The UK’s Financial Conduct Authority has published a letter to the CEO addressed to credit rating agencies setting out its expectations for the actions rating agencies should take to minimize risk to consumers, market integrity and competition . The letter sets out FCA’s oversight priorities:
- Rating process and methodologies: The FCA observes that there is an inconsistency in the standard of regulatory reporting by companies. The FCA will review the regulatory notifications it receives and perform spot checks on rating actions and methodology updates. It will take action against companies that fail to meet expectations.
- Governance and oversight: Companies should have good conduct risk frameworks and effective arrangements to identify risks of harm. The FCA will assess the effectiveness of board oversight of governance as well as internal control structures and senior management skills.

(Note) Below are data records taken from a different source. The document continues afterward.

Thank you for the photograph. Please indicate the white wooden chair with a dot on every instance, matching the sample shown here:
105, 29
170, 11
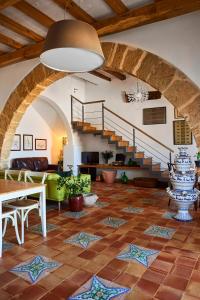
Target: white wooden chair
9, 212
24, 206
12, 174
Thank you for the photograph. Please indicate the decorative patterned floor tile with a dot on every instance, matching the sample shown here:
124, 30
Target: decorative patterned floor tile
7, 246
168, 215
35, 269
83, 239
101, 204
159, 231
38, 228
113, 222
138, 254
133, 210
131, 190
76, 214
100, 289
160, 193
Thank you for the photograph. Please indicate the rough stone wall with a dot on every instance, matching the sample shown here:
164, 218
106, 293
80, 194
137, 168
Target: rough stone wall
19, 100
163, 76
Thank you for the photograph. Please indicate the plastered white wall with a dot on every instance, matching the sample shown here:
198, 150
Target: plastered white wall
177, 40
43, 122
113, 93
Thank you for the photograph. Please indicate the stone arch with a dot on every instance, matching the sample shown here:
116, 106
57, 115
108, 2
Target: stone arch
157, 72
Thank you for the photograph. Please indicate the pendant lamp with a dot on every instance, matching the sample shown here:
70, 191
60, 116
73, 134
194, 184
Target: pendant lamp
72, 46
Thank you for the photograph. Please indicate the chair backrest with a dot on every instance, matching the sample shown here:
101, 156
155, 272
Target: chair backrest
35, 177
13, 175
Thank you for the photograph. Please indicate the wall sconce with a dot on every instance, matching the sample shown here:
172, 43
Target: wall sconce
64, 140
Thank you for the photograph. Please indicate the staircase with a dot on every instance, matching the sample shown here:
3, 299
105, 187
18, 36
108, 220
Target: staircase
126, 140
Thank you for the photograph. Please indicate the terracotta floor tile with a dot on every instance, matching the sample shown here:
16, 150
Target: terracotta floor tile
176, 268
154, 276
108, 273
126, 279
33, 292
188, 297
161, 266
65, 289
4, 295
51, 296
182, 271
176, 282
88, 254
16, 286
137, 294
6, 278
193, 288
186, 261
64, 271
135, 269
167, 293
117, 264
49, 282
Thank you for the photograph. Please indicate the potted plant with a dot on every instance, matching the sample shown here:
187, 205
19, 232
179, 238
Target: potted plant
75, 186
107, 155
197, 162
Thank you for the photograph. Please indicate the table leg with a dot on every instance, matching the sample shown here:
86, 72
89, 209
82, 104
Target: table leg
1, 231
43, 211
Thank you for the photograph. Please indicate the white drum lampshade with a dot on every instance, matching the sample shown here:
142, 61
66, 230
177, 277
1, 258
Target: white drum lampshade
72, 46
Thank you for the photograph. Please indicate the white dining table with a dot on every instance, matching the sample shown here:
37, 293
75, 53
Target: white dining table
10, 189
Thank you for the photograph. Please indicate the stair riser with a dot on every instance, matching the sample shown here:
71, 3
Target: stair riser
139, 155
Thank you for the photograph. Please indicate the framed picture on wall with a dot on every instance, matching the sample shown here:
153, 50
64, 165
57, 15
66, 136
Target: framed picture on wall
16, 146
177, 115
182, 133
40, 144
27, 142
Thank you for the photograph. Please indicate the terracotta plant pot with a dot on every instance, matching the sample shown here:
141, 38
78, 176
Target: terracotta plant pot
109, 176
76, 203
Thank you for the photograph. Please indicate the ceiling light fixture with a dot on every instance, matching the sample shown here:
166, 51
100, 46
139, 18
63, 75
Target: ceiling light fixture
138, 95
72, 46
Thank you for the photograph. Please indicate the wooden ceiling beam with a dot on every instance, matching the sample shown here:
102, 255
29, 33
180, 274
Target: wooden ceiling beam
24, 53
9, 42
118, 75
20, 29
147, 14
158, 11
100, 75
34, 13
6, 3
75, 10
117, 6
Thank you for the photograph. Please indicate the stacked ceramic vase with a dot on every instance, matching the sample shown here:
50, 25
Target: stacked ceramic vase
182, 178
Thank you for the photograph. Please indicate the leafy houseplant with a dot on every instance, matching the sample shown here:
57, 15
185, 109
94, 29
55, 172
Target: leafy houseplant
75, 186
107, 155
197, 162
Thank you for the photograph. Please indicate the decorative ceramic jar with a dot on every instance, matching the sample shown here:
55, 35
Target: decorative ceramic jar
182, 161
183, 180
183, 200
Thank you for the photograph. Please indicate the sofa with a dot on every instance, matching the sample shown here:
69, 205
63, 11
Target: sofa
39, 164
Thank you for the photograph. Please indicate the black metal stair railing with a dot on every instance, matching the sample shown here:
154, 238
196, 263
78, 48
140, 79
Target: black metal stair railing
103, 118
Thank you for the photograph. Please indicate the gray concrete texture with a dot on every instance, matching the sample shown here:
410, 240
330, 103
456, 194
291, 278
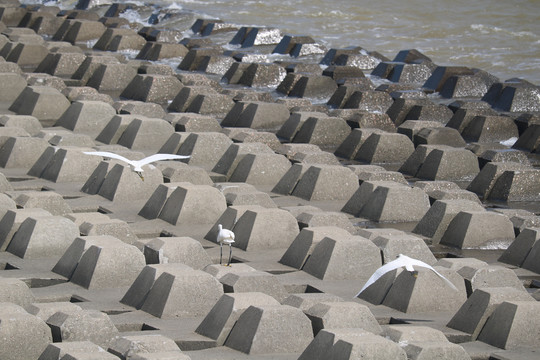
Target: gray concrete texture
323, 173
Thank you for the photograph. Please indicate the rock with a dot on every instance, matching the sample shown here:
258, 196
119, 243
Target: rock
184, 250
474, 229
343, 258
279, 329
513, 324
474, 313
85, 325
342, 314
219, 322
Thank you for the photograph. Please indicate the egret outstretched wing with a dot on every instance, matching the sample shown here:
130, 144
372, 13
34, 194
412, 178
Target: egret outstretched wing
423, 264
392, 265
401, 261
109, 155
159, 157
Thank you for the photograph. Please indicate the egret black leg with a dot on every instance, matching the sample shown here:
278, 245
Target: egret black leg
230, 255
220, 253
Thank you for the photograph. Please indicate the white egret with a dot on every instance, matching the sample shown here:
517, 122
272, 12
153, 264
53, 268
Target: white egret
225, 237
137, 164
402, 260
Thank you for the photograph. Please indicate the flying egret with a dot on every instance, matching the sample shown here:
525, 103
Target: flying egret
137, 164
402, 260
225, 237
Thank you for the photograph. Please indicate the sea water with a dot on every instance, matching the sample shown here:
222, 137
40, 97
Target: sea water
501, 37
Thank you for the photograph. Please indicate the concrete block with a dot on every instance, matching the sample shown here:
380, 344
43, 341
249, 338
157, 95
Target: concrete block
485, 180
146, 134
474, 229
219, 322
43, 237
343, 258
313, 86
513, 324
304, 301
489, 276
15, 291
106, 226
235, 153
436, 164
180, 292
254, 281
64, 165
183, 249
503, 155
115, 128
256, 115
90, 65
409, 293
186, 95
519, 250
474, 313
117, 182
11, 87
154, 88
204, 148
348, 148
22, 336
45, 310
60, 64
391, 201
517, 185
429, 350
404, 334
342, 314
127, 346
351, 344
490, 129
85, 325
288, 182
229, 218
326, 182
195, 204
45, 103
262, 75
108, 263
111, 77
392, 245
317, 218
27, 55
87, 117
218, 271
56, 351
270, 329
193, 122
136, 107
294, 122
322, 131
21, 152
385, 148
260, 169
179, 172
139, 289
531, 261
12, 220
436, 220
265, 228
457, 264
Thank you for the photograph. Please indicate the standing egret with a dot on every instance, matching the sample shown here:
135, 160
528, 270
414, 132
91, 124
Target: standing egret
402, 260
225, 237
137, 164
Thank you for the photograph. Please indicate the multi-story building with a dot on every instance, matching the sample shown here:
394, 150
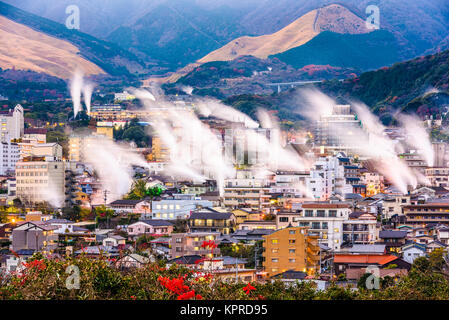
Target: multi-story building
333, 131
361, 228
327, 178
12, 124
9, 155
210, 220
326, 220
177, 206
159, 151
374, 183
438, 176
38, 134
38, 236
40, 179
290, 248
184, 244
431, 212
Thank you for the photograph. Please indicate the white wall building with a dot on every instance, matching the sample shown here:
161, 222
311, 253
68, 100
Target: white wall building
177, 207
327, 178
12, 124
326, 220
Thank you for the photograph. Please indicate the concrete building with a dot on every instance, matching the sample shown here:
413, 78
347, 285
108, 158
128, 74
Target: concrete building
178, 206
34, 235
9, 153
38, 134
247, 191
326, 220
12, 124
438, 176
333, 131
290, 249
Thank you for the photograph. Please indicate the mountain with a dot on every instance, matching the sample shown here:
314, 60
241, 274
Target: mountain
361, 51
46, 46
332, 18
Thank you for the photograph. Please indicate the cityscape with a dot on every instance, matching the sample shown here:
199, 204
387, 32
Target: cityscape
305, 158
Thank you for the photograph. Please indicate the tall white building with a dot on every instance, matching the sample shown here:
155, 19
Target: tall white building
327, 178
9, 155
12, 124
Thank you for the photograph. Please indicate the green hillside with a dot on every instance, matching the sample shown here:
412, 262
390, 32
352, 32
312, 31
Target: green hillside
361, 51
110, 57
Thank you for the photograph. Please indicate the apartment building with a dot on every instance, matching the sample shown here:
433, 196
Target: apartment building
210, 220
333, 131
326, 220
178, 206
185, 244
327, 178
422, 214
11, 124
9, 155
40, 179
438, 177
34, 235
290, 248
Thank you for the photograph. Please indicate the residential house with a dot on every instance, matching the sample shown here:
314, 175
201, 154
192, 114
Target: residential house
186, 244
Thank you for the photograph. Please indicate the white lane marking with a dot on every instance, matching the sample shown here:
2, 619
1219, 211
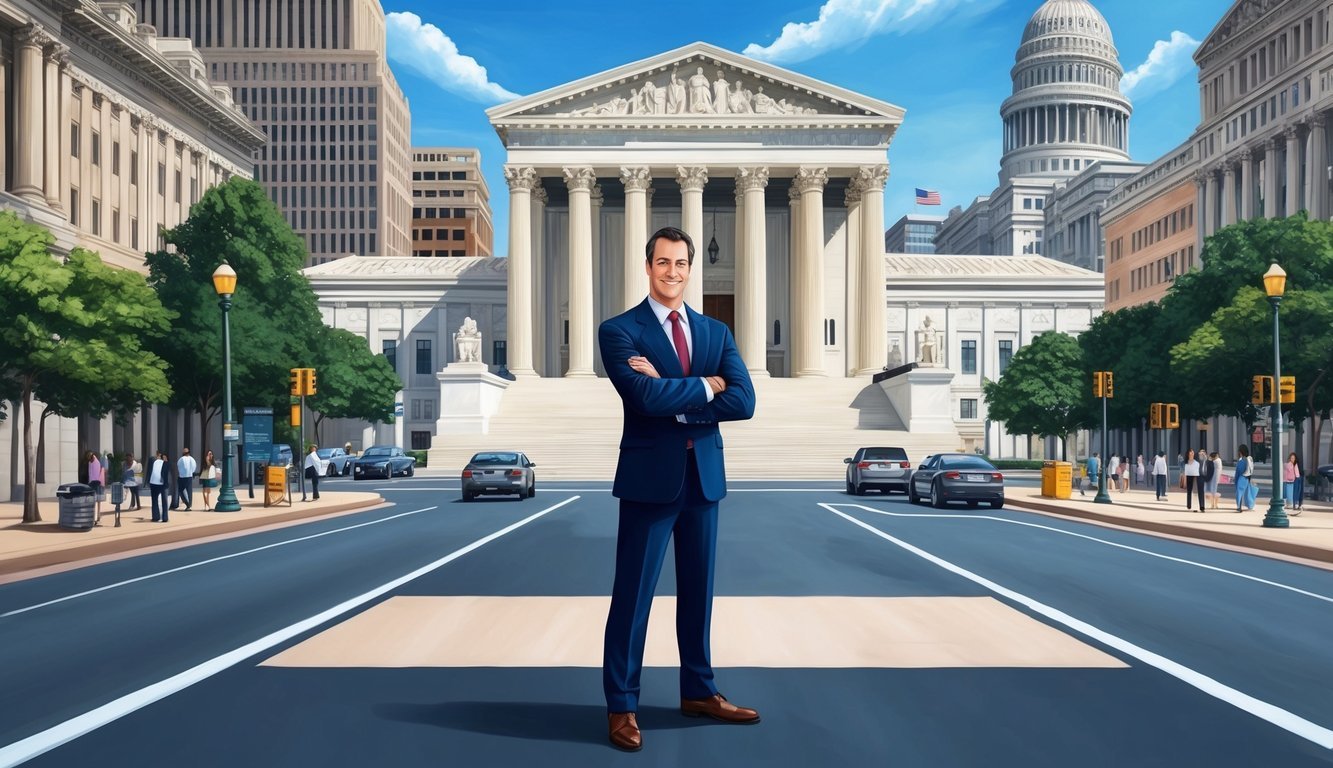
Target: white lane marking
1276, 715
1151, 554
211, 560
45, 740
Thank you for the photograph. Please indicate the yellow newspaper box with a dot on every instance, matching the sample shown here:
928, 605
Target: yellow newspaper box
275, 486
1056, 479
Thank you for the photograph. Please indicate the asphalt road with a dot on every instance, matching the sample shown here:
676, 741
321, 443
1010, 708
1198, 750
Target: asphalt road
153, 660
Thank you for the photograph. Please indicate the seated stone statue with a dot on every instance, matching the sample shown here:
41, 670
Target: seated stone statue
468, 342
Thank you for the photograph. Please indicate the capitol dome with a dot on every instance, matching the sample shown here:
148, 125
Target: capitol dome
1067, 110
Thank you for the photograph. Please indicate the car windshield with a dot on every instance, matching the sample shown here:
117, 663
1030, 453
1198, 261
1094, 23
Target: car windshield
885, 455
967, 463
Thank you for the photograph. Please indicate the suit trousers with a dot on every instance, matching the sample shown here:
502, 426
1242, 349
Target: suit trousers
640, 550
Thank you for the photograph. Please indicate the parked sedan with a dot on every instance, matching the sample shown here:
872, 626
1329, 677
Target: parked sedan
336, 462
957, 478
880, 468
383, 462
499, 472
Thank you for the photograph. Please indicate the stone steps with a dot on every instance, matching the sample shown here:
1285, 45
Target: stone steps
803, 428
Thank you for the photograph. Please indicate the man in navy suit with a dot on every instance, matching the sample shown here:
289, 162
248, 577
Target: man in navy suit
679, 375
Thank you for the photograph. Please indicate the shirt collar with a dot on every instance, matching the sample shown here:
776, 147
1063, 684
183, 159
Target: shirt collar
661, 312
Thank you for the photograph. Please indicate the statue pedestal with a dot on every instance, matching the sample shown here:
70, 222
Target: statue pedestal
923, 399
469, 396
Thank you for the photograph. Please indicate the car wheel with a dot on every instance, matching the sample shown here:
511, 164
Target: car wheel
936, 499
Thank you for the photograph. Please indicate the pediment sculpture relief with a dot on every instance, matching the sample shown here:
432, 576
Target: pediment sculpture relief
695, 95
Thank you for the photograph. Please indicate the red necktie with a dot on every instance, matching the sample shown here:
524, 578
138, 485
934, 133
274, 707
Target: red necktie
677, 336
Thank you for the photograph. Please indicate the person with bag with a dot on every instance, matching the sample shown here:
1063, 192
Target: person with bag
208, 478
313, 470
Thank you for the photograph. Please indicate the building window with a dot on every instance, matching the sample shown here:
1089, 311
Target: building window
424, 356
968, 408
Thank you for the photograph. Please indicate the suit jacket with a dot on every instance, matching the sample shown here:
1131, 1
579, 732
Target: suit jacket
652, 446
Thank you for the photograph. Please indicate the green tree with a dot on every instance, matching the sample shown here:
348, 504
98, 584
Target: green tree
273, 316
353, 383
73, 334
1043, 391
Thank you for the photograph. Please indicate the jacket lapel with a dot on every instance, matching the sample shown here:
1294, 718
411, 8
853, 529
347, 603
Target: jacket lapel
655, 346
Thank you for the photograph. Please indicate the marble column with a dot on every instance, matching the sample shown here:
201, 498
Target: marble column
1272, 208
692, 182
580, 182
1319, 167
1228, 195
852, 296
1245, 183
547, 347
752, 274
808, 278
872, 326
28, 120
1293, 171
635, 284
519, 344
55, 63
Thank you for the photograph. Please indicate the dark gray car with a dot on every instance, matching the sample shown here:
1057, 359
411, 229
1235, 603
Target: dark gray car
957, 478
879, 468
499, 472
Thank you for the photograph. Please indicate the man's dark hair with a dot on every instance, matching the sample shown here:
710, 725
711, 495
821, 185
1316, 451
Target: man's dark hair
675, 236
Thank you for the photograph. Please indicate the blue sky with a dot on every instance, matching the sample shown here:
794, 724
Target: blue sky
945, 62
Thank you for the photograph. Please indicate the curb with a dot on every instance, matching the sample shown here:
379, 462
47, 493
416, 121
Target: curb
1288, 548
65, 556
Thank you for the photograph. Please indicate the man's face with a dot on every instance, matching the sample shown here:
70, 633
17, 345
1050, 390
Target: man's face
668, 272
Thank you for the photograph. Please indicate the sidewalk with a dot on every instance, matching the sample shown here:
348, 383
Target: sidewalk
29, 550
1309, 535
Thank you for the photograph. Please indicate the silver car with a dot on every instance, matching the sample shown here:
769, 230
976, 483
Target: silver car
880, 468
499, 472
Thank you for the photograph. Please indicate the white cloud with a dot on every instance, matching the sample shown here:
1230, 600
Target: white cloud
1165, 64
432, 54
848, 22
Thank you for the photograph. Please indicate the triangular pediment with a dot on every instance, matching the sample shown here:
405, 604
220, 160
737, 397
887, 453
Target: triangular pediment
697, 82
1243, 18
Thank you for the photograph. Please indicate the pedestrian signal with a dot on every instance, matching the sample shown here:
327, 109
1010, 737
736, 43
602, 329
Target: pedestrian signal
1261, 390
1287, 388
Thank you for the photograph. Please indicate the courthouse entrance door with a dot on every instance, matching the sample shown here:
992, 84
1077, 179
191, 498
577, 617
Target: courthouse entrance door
721, 307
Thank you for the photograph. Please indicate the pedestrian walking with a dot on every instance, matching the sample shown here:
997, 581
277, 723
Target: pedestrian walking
1192, 478
159, 479
208, 476
1245, 490
1160, 474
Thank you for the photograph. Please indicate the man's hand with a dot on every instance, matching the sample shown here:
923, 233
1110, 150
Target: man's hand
641, 364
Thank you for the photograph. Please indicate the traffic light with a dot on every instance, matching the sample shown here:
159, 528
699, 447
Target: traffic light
1261, 390
1287, 388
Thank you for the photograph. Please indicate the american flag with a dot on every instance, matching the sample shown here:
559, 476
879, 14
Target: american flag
927, 196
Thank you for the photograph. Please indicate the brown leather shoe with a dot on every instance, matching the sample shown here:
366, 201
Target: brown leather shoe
719, 708
624, 731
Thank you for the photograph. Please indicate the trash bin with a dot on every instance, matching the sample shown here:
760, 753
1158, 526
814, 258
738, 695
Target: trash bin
1056, 479
77, 504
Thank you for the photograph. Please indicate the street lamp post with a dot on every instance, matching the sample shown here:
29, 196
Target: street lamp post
1275, 284
224, 282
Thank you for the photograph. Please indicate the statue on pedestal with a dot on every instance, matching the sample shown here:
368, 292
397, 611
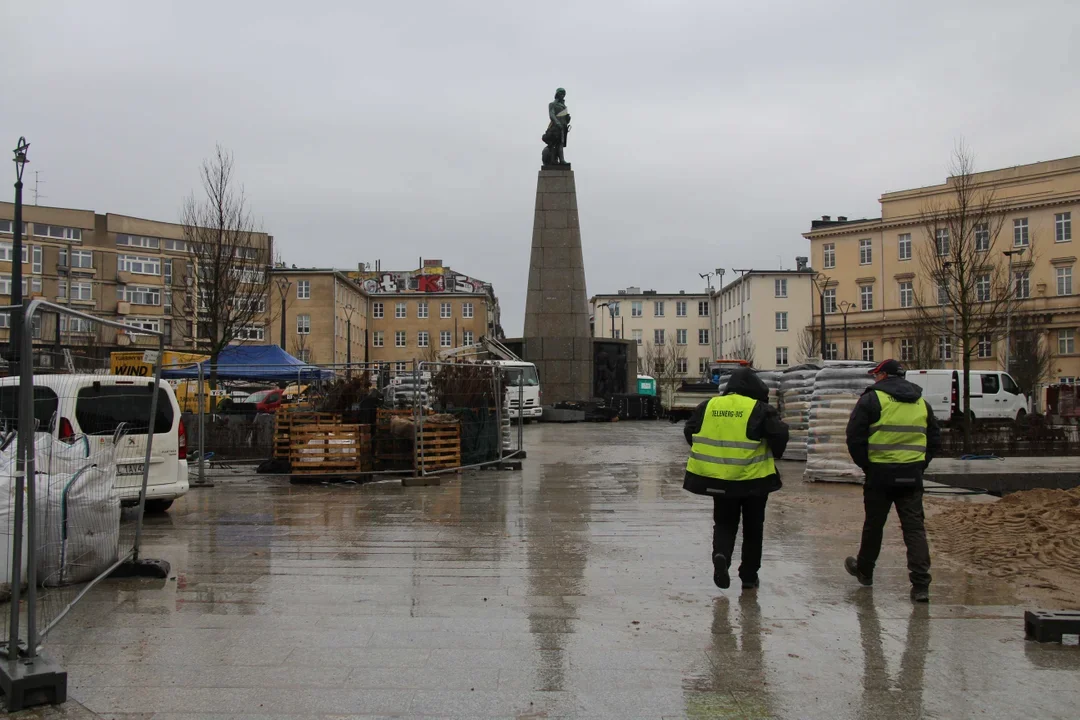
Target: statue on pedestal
558, 127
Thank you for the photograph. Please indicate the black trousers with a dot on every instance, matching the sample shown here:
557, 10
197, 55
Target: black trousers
726, 512
877, 502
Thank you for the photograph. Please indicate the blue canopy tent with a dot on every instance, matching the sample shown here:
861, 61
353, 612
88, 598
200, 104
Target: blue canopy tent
256, 363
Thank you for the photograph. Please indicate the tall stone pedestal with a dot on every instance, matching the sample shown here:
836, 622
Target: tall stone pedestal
556, 309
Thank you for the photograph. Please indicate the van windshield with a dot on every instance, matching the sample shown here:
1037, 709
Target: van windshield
99, 409
516, 377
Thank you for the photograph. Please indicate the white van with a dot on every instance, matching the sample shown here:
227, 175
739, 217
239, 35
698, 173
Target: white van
995, 395
70, 406
522, 383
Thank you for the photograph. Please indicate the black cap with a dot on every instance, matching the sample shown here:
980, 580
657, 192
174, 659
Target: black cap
889, 367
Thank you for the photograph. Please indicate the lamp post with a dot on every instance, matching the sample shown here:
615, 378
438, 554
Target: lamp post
16, 258
1018, 252
283, 285
845, 308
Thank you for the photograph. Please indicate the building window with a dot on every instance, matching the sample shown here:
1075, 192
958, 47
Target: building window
941, 242
138, 265
904, 243
829, 300
906, 295
1065, 281
1063, 227
1023, 282
1066, 342
865, 252
1020, 233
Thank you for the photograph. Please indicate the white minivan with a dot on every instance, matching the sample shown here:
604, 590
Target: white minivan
995, 395
72, 406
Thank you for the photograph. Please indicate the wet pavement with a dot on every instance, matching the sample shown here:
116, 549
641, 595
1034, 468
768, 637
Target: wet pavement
579, 587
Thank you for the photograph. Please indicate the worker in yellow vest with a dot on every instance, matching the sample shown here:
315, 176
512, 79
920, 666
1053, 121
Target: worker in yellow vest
734, 439
892, 435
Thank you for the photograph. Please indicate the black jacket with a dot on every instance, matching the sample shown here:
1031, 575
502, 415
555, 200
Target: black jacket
868, 411
764, 423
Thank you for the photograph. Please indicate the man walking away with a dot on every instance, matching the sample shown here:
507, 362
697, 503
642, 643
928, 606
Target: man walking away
892, 435
734, 439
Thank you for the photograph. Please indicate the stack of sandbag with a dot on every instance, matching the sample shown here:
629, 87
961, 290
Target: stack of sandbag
796, 388
836, 389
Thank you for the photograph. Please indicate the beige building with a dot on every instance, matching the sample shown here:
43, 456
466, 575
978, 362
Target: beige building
657, 322
324, 312
876, 266
763, 315
119, 268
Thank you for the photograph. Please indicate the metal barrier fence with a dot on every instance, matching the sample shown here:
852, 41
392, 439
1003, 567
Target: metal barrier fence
77, 459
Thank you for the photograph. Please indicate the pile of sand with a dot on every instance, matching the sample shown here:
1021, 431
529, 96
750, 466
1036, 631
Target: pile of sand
1021, 534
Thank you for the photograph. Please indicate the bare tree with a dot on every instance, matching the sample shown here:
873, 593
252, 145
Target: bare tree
970, 290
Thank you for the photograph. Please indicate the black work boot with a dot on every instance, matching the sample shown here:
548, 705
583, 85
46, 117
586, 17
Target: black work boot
851, 565
720, 575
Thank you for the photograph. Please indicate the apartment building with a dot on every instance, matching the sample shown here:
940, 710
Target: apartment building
877, 266
116, 267
417, 314
764, 314
656, 321
322, 315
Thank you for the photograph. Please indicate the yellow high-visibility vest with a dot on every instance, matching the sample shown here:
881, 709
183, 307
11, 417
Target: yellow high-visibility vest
721, 449
900, 436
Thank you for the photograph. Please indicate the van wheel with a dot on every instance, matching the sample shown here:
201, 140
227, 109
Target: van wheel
158, 505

- Market and scope risks: The FCA observes that the CRA market is concentrated in a small number of large companies but that smaller companies also play an important role in providing alternative advice. Rating agencies are also increasingly carrying out activities outside the regulatory scope, which could give rise to conflicts of interest. The FCA intends to promote competition in the market and will publish a report on the market share of UK registered credit rating agencies. It also plans to be proactive at the limits of the regulatory scope.
- Operational risk and resourcing: The FCA observed that some companies were not reporting information security incidents and an increasing reliance on third-party vendors to provide aspects of the ratings process. The FCA will engage with the CRAs in the event of a significant operational incident and may take action against companies that do not notify them when such an incident occurs.